Comment ne pas aller au cimetière marin ? On a coutume de dire qu’en Corse les plus belles maisons sont celles des morts. Les insulaires, il est vrai, ont toujours construit les caveaux dans les plus beaux endroits, ceux qui ont la vue la plus spectaculaire. Le cimetière marin de Bonifacio ne fait pas exception. Que vous y alliez quand le soleil est au zénith ou quand il décline sur l’horizon, vous y trouverez toujours une ambiance singulière, plus apaisante qu’intrigante. Les chapelles familiales, construites comme des petites maisons blanches, vous racontent à leur façon la vie de la cité. Même si elles ne sont pas très différentes les unes des autres, les plus cossues disent qu’elles ont élevé des sgiò, ces seigneurs de la ville. De simples tombes bien plus modestes, disent aussi que Bonifacio est une cité rurale qui s’est battue pour exister. Construit en 1823 lorsque la loi interdit les inhumations dans les églises, le cimetière marin est un monde à lui seul. À la Toussaint, à la nuit tombée, les bougies scintillent comme autant d’âmes qu’elles célèbrent. Un spectacle beau et poignant.

Un ancien monastère perdu dans la nature

Escapade à la Trinité

L’ambiance mystique qui entoure la ville se ressent aussi quand on s’aventure dans la campagne, à quelques kilomètres à peine du centre ancien. En voiture pour la Trinité, on observe la mer qui se devine entre les virages. Au terme d’une petite route sinueuse en terre, on arrive devant un ermitage, ancien monastère datant du XIIIe siècle, qui invite le visiteur à se recueillir, se poser. Les pierres, là encore, semblent vouloir parler, raconter leur histoire. Et puis, juste en face, en grimpant sur quelques rochers, la campagne – le piali – s’étend, laisse deviner la ville au loin. Le calme est omniprésent, la détente quasi immédiate.

À l’Ermitage de la Trinité…

« l’interaction entre l’homme et le site est telle que les Bonifaciens aimeraient tenir secret ce lieu qui, du haut de sa position dominante, semble veiller sur la cité des falaises ». B. Di Meglio et E. Tomas, in Les lieux de mémoire de la Corse médiévale. Bonifacio, un territoire d’exception. 

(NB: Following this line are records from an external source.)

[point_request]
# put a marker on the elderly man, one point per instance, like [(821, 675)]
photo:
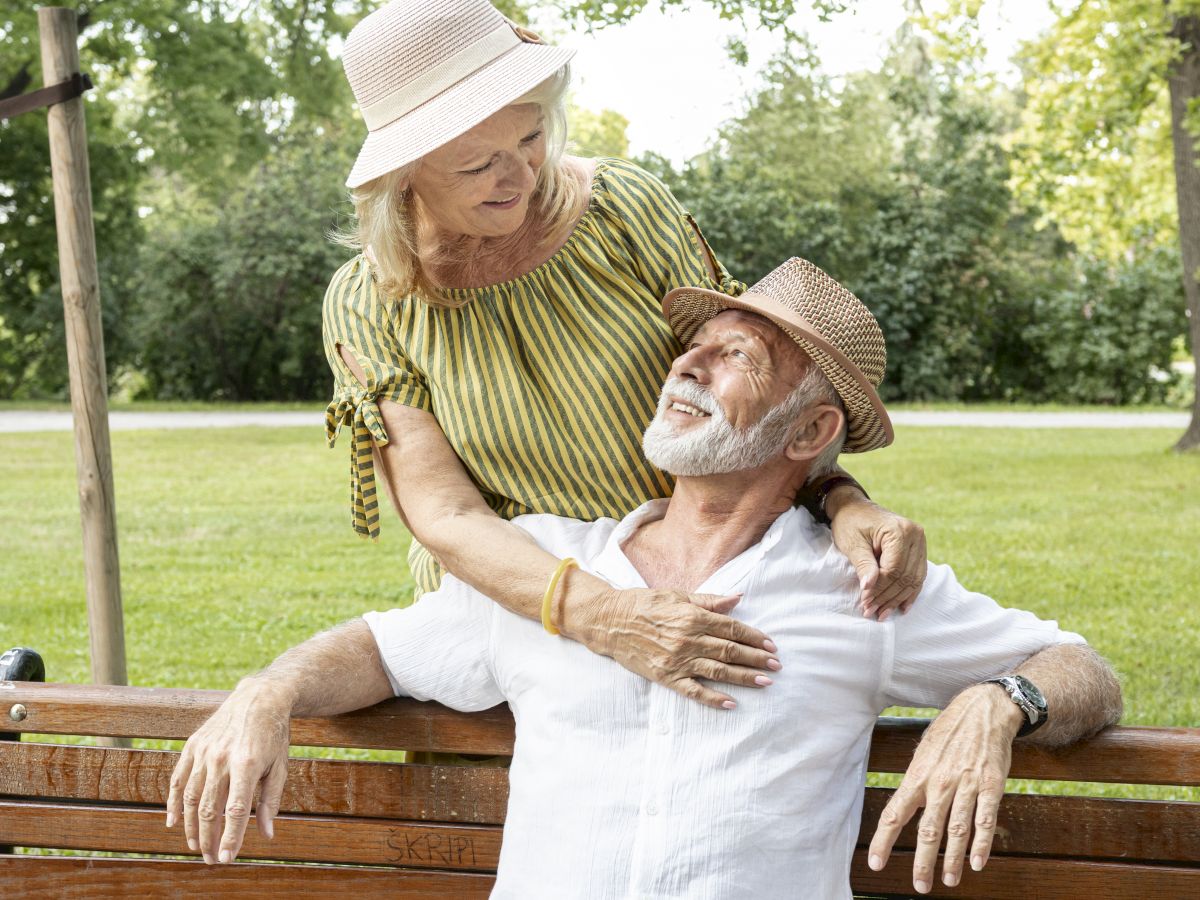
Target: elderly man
[(622, 787)]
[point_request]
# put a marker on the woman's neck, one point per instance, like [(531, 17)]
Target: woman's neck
[(467, 261)]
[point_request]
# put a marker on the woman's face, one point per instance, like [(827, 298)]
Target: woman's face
[(480, 183)]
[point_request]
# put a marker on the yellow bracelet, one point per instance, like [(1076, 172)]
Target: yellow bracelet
[(550, 594)]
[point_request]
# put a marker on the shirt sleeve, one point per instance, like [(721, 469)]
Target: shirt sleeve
[(355, 316), (667, 245), (441, 648), (952, 639)]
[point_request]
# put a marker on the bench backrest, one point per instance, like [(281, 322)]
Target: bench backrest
[(435, 831)]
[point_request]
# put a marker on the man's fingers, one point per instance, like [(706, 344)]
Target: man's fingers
[(271, 797), (987, 809), (895, 816), (958, 833), (929, 839), (237, 810), (211, 809), (179, 777), (192, 791)]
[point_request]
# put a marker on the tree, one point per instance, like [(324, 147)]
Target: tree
[(1109, 139)]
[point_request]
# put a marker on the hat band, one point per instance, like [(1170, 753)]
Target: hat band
[(431, 83)]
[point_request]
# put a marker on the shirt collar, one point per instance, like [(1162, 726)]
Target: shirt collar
[(613, 565)]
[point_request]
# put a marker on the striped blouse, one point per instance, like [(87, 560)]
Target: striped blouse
[(541, 384)]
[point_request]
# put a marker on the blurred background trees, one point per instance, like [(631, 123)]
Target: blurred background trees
[(1018, 245)]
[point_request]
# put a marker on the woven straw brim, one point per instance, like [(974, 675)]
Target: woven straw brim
[(868, 426), (456, 109)]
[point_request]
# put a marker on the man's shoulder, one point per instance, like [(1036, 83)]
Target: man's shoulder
[(565, 537)]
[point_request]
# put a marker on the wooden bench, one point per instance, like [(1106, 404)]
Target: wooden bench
[(391, 829)]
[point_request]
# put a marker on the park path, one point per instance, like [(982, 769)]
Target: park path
[(30, 421)]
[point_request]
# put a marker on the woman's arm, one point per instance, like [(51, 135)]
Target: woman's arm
[(887, 550), (663, 635)]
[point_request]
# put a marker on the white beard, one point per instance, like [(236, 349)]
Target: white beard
[(713, 447)]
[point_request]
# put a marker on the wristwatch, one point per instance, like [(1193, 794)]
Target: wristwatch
[(1027, 696)]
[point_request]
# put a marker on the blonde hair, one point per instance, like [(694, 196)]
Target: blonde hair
[(385, 222)]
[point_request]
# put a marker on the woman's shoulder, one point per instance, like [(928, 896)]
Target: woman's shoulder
[(625, 181)]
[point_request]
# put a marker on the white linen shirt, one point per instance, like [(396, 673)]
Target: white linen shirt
[(623, 789)]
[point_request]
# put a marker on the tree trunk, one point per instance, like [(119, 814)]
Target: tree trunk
[(1185, 84)]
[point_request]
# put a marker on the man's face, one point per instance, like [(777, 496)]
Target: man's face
[(720, 409)]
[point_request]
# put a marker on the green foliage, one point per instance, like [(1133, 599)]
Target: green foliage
[(231, 300), (898, 184), (597, 133)]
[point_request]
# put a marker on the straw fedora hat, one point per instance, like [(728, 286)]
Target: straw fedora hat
[(832, 325), (426, 71)]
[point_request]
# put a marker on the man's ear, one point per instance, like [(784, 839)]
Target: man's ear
[(819, 427)]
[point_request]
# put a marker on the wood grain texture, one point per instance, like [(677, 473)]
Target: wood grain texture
[(1120, 755), (87, 879), (85, 347), (399, 724), (1133, 755), (312, 839), (1039, 879), (1078, 827), (431, 793)]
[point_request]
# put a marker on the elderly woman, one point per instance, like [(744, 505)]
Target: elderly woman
[(498, 345)]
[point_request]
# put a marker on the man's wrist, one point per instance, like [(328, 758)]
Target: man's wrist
[(845, 492)]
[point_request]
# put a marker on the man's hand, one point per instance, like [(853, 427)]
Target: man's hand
[(887, 550), (243, 745), (958, 772)]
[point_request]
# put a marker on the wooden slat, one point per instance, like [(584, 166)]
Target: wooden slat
[(89, 879), (1122, 755), (1099, 828), (313, 839), (1133, 755), (1026, 879), (167, 713), (438, 793)]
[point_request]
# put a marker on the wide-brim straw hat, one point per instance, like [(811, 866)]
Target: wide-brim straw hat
[(426, 71), (832, 325)]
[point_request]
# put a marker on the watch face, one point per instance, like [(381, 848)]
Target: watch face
[(1031, 691)]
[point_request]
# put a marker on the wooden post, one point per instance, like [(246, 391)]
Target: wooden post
[(85, 347)]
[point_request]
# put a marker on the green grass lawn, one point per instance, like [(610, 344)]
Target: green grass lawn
[(235, 544)]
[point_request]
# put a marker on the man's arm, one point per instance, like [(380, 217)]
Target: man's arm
[(245, 743), (960, 767)]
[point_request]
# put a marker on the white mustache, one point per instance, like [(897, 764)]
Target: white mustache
[(689, 393)]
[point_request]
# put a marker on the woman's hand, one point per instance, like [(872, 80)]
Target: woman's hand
[(676, 639), (887, 550)]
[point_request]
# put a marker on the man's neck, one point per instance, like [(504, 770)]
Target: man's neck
[(709, 521)]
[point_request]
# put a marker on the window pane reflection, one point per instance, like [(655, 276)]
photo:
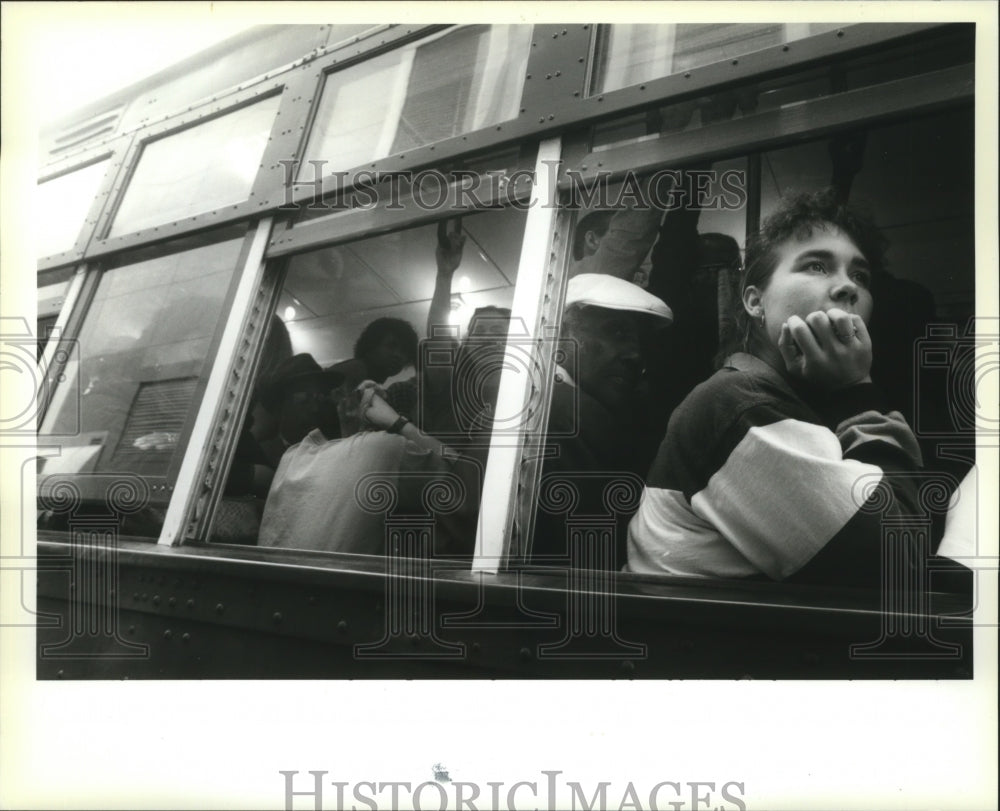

Une balade qui invite au recueillement

L’endroit est bucolique, un vrai paradis pour les chats, créatures mystérieuses s’il en est, qui viendront se disputer vos faveurs ou vous ignorer superbement. On peut s’installer au soleil, balader autour de l’ermitage pour découvrir les sentiers, s’aventurer – pour les plus sportifs – au plus près de la fameuse croix de la Trinité… L’endroit est un site naturel protégé. Entre la nature luxuriante et la beauté de l’édifice religieux, on comprend pourquoi.